The international engagements of Swedish universities are currently being jeopardised by government policy. In December, an announcement was made regarding a halt in research funding, and on June 27 the Swedish Research Council announced that the government had changed its appropriation directions in such a way that the Council can no longer allocate funding as part of the call for development research. The decisions will strike a blow to successful and vital research, as well as our international collaborations and Sweden’s status as a research nation. They will also have a negative effect on both our competitiveness and growth over the long term.

For a small country like Sweden, whose prosperity is dependent upon international trade and collaboration within the EU, international research collaborations are a necessity. This perspective is self-evident, and it is therefore unsurprising that there have been many reactions to the government’s decision. Despite this, among the general public the first debate about funding was partly drowned out by the heated discussions about how the government wants to increase control over university boards as part of efforts to strength its security policy. In my view, these decisions are connected by a short-term perspective, and ignorance appears to be blocking properly considered decisions.

Political signalling became more important

Firstly, the government decided to cut aid. Perhaps political signalling became more important than concern for the research collaborations covered by the funding. Whatever the case, it is lamentable because these collaborations, developed over a long period, have been established based on the insight that our solutions and problems are connected to those of others – just as is often highlighted in the debate surrounding climate and migration issues.

Swedish research funding can of course be improved and the reasoning behind the cuts may likely appear reasonable to many at a time when Sweden finds itself in a harsh economic situation – we are talking about large sums of money, after all. I have full respect for the fact that both aid and research funding need to be reprioritised. But if we think more broadly, it is easy to see that the compulsory slashing of research collaborations to the level of economically weaker countries puts vital values at risk for both Sweden and for global developments. A well-functioning system like the one that has been built up in the International Science Programme – ISP – risks coming to nothing after sixty successful years.

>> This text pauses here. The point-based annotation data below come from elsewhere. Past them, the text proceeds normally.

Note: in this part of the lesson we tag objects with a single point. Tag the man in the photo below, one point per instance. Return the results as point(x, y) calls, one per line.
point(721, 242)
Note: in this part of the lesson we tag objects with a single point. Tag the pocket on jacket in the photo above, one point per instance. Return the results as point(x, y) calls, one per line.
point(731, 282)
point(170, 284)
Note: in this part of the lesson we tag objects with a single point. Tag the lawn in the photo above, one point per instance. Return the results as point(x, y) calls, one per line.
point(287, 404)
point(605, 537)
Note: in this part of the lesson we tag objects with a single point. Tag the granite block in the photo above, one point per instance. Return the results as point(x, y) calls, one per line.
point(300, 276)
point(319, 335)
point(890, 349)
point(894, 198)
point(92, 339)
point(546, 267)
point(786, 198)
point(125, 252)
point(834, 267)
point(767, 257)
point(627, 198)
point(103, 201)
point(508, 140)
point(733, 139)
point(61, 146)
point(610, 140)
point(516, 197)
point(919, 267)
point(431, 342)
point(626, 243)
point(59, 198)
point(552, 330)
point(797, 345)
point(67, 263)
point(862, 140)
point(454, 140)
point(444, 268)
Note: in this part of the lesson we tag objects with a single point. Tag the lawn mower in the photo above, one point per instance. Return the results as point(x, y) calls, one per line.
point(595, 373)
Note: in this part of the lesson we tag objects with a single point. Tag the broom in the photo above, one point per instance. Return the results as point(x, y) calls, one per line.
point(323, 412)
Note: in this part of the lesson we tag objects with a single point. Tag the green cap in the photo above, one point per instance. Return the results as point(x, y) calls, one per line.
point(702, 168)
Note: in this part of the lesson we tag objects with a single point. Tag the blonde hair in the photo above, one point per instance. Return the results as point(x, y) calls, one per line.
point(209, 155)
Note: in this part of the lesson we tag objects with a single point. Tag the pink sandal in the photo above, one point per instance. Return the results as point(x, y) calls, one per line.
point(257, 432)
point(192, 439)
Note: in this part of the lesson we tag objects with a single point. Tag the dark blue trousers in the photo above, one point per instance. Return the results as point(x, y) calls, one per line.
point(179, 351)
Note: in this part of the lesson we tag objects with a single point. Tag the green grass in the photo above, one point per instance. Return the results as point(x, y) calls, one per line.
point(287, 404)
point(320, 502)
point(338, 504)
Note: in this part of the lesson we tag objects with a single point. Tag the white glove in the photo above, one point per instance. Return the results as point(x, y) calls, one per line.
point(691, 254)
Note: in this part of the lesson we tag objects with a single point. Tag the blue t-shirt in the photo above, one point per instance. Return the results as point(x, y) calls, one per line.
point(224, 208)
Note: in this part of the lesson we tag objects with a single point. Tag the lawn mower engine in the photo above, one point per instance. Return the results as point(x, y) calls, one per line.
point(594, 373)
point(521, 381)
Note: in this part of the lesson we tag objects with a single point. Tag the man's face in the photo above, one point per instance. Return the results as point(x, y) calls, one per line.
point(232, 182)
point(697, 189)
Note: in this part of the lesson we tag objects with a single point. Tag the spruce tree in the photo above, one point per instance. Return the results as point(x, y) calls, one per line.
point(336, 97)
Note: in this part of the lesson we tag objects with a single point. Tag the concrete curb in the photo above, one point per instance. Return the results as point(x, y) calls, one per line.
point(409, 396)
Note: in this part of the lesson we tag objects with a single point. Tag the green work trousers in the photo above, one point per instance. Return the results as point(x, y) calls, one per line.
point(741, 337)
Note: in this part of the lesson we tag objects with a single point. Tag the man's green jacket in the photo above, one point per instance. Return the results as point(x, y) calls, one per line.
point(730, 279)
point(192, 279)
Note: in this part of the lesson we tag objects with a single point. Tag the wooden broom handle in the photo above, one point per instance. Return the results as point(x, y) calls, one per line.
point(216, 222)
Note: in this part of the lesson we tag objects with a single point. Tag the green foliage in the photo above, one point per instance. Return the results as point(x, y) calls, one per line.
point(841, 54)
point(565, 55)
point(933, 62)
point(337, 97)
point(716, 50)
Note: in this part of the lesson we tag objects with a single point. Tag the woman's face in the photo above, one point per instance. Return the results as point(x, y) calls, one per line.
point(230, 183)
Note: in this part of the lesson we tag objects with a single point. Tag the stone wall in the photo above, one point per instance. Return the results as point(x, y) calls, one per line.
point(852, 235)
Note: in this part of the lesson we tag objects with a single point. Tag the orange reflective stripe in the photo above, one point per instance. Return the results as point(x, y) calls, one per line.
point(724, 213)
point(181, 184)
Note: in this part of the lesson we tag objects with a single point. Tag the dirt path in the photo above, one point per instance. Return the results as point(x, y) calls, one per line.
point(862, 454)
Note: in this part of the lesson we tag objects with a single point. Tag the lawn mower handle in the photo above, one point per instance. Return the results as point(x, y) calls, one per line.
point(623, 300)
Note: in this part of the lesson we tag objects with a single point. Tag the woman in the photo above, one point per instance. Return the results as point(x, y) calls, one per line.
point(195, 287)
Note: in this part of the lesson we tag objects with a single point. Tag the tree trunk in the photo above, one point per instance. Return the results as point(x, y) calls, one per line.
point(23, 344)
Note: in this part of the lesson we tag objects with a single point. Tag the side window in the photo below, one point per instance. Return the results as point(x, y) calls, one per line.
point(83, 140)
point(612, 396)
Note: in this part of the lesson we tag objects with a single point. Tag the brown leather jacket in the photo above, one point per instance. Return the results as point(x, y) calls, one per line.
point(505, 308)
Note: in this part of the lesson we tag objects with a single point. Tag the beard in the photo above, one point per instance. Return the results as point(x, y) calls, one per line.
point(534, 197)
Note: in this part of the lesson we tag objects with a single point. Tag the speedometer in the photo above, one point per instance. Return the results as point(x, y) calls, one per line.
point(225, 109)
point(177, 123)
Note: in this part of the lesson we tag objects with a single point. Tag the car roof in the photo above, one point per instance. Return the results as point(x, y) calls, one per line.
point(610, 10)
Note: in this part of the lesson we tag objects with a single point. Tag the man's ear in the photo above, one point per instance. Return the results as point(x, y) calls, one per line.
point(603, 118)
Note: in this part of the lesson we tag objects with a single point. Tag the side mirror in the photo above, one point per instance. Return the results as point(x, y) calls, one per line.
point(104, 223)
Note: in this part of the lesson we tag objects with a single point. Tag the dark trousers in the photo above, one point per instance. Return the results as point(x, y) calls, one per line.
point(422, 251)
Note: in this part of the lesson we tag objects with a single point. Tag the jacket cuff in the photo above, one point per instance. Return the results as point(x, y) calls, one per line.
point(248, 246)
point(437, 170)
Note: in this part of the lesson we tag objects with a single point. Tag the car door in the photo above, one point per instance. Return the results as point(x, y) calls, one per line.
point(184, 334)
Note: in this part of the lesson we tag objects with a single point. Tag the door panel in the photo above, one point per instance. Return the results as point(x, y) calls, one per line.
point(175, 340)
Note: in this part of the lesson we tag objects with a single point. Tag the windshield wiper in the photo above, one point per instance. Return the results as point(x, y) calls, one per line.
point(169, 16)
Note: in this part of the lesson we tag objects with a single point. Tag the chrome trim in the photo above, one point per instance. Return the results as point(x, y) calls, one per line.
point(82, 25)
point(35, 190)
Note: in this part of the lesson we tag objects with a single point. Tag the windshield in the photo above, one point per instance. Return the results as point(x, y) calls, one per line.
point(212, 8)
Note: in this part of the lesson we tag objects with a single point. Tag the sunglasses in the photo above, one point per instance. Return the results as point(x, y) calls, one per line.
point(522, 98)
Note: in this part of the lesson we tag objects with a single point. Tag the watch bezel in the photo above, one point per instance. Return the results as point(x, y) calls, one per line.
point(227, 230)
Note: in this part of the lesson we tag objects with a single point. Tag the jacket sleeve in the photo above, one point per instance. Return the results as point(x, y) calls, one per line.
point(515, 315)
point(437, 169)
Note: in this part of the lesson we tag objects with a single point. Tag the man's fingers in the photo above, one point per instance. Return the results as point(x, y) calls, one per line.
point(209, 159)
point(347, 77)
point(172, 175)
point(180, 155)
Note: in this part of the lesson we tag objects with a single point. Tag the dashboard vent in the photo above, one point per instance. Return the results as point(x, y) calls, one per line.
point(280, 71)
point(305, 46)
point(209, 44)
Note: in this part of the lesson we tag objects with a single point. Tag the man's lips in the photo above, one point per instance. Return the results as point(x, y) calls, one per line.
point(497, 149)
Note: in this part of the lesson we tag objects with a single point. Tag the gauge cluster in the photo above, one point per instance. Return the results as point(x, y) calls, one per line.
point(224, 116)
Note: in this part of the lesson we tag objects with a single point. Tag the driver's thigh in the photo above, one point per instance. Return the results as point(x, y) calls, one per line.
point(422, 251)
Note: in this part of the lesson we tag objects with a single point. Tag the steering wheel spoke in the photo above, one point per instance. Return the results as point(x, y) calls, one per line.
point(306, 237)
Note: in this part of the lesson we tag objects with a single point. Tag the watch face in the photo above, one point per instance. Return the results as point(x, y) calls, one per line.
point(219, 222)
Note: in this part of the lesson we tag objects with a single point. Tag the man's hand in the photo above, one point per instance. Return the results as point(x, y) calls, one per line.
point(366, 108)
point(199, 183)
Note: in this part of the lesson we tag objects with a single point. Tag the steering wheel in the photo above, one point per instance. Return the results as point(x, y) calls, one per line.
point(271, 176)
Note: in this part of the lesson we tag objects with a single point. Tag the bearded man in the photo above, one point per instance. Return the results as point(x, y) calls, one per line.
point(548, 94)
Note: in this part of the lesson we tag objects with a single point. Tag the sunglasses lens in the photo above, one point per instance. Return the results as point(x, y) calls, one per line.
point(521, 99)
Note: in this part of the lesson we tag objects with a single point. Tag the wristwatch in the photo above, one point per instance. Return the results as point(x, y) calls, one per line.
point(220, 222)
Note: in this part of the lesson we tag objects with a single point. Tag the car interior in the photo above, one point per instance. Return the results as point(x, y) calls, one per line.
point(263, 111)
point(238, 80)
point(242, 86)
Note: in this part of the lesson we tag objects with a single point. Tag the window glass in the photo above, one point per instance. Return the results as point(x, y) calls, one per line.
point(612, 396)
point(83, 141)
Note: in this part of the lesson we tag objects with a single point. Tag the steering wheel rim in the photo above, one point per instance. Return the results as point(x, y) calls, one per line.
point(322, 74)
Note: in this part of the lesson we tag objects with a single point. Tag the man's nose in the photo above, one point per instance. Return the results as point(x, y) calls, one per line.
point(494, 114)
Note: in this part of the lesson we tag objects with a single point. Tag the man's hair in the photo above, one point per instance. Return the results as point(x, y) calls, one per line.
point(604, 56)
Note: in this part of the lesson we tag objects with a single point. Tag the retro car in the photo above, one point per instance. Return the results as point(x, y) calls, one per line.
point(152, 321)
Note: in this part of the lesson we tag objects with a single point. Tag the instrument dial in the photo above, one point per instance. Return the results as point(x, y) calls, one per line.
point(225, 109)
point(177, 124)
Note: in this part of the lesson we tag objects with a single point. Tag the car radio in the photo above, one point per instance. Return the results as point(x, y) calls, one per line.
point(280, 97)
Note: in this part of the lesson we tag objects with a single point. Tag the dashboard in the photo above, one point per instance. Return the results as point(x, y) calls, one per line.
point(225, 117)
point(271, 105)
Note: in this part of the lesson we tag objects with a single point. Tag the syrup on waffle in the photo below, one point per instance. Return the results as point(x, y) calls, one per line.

Furthermore, the decision to make cuts goes against the initiatives Sweden is pushing at EU level, where the government says it wants to work for a Europe that stands stronger in the world, deepens international trade cooperation and takes the lead on issues such as digitalisation and climate change – based on a foundation of research and innovation. It is hard to see how this strategy could succeed if Sweden and other EU countries each cut their research collaboration programmes to the level of regions that are lagging furthest behind.

Another killer blow

And then there is another killer blow – the change in the Swedish Research Council’s appropriation directions that throttles the call for development research, that is, research funds allocated from the aid budget. The decision means that the ongoing call for 2023, which is currently in the consideration process, will be halted with immediate effect.

This will hit hard across Sweden. If we only take Uppsala University as an example, it is a matter of almost SEK 110 million over five years. Excellent international research environments in fields such as Political Science, Women’s and Children’s health, Peace and Conflict research, Cultural Anthropology, Cell and Molecular Biology, Materials science, Physics and Astronomy, Information Technology and Medical Sciences will all be affected. This is no small intervention. The cuts are coming suddenly and will affect planning and staff both in Sweden and in partner countries. Projects will unexpectedly find themselves unfunded and established international collaborations will be put at risk. We at the University have reacted forcefully and are doing whatever we can to influence the situation in all of the collaborative bodies in which we participate.

I want to be clear that without international collaborations, a major part of our research would become marginalised. A research university is by definition part of a global arena. For those affected, it automatically leads to the realisation that Sweden needs a policy that makes it easier for universities to run the collaborations they require so that we can contribute to solving social problems and strengthen Sweden’s competitiveness and prosperity. For this reason, all measures that risk hindering efforts to deepen international collaborations must be carefully tested against principles such as proportionality and necessity. The actions of the government are regrettable and have been driven through without either an open process or a dialogue with concerned parties.

The government must take the responsibility incumbent upon it and mobilise the international collaborations that open doors for Sweden in the EU and globally.